Il est également destiné aux habitants «en lien avec les autorités locales pour déterminer comment apporter efficacement une aide aux personnes touchées par les conséquences de cet incendie», a indiqué le groupe. Les modalités de mise en oeuvre sont encore à l'étude.

«Des initiatives supplémentaires de soutien seront annoncées à mesure que Lubrizol continue à travailler avec les autorités locales afin de déterminer quelles seront les aides les plus efficaces», a ajouté la société.

La ministre française de la transition écologique, Elisabeth Borne, a réclamé que l'entreprise «assume pleinement toutes ses obligations légales et réglementaires [...] ou encore du suivi des conséquences à moyen et long termes de cet incendie, en application du principe pollueur-payeur».

Huit hospitalisations

Dans un entretien au «Figaro», le directeur de l'usine estime qu'il n'y aura «pas de conséquences pour la santé» après l'incendie. Deux cent vingt-quatre personnes se sont néanmoins présentées aux urgences hospitalières pour une pathologie «en lien» avec le feu.

Huit d'entre elles ont été hospitalisées, a précisé l'agence régionale de santé (ARS) de Normandie. «Aujourd'hui [vendredi, ndlr], un seul patient est encore hospitalisé», a ajouté l'ARS.

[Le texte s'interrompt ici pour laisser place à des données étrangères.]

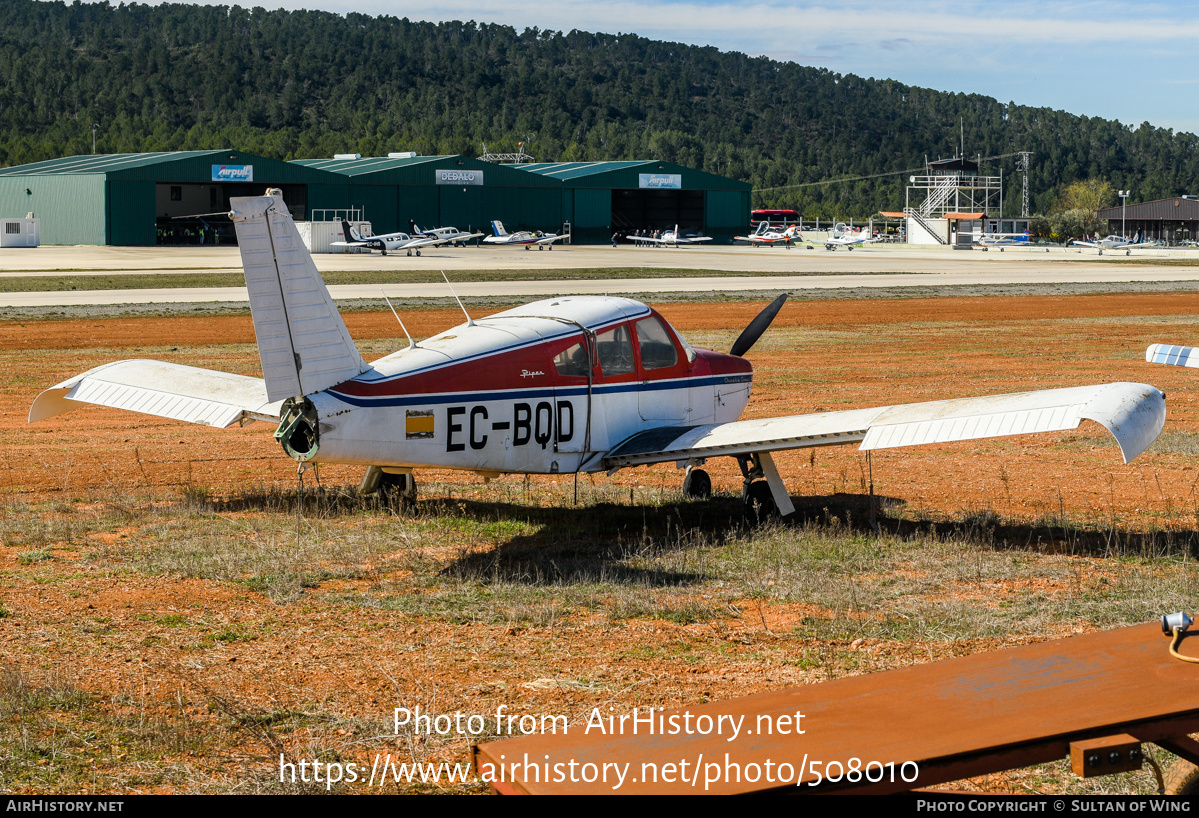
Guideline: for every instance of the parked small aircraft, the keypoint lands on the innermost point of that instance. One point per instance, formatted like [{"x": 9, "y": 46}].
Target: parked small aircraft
[
  {"x": 673, "y": 238},
  {"x": 446, "y": 235},
  {"x": 526, "y": 238},
  {"x": 1173, "y": 355},
  {"x": 843, "y": 236},
  {"x": 1112, "y": 242},
  {"x": 384, "y": 242},
  {"x": 556, "y": 386},
  {"x": 769, "y": 235}
]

Concernant les produits alimentaires, un «premier point» sera fait en fin de semaine prochaine sur la suite à donner aux restrictions de commercialisation. «A ce jour, 187 prélèvements de produits agricoles et alimentaires ont été effectués à la fois en région Normandie et Hauts-de-France», a indiqué le directeur général de l'alimentation.

Il s'agit de détecter une éventuelle accumulation de contaminants dans les produits alimentaires. «Nous avons besoin d'avoir plusieurs séries de résultats avant de pouvoir conclure», a expliqué le responsable. Quelque 3000 agriculteurs ont au moins une parcelle sur une des communes concernées par une mesure de restriction.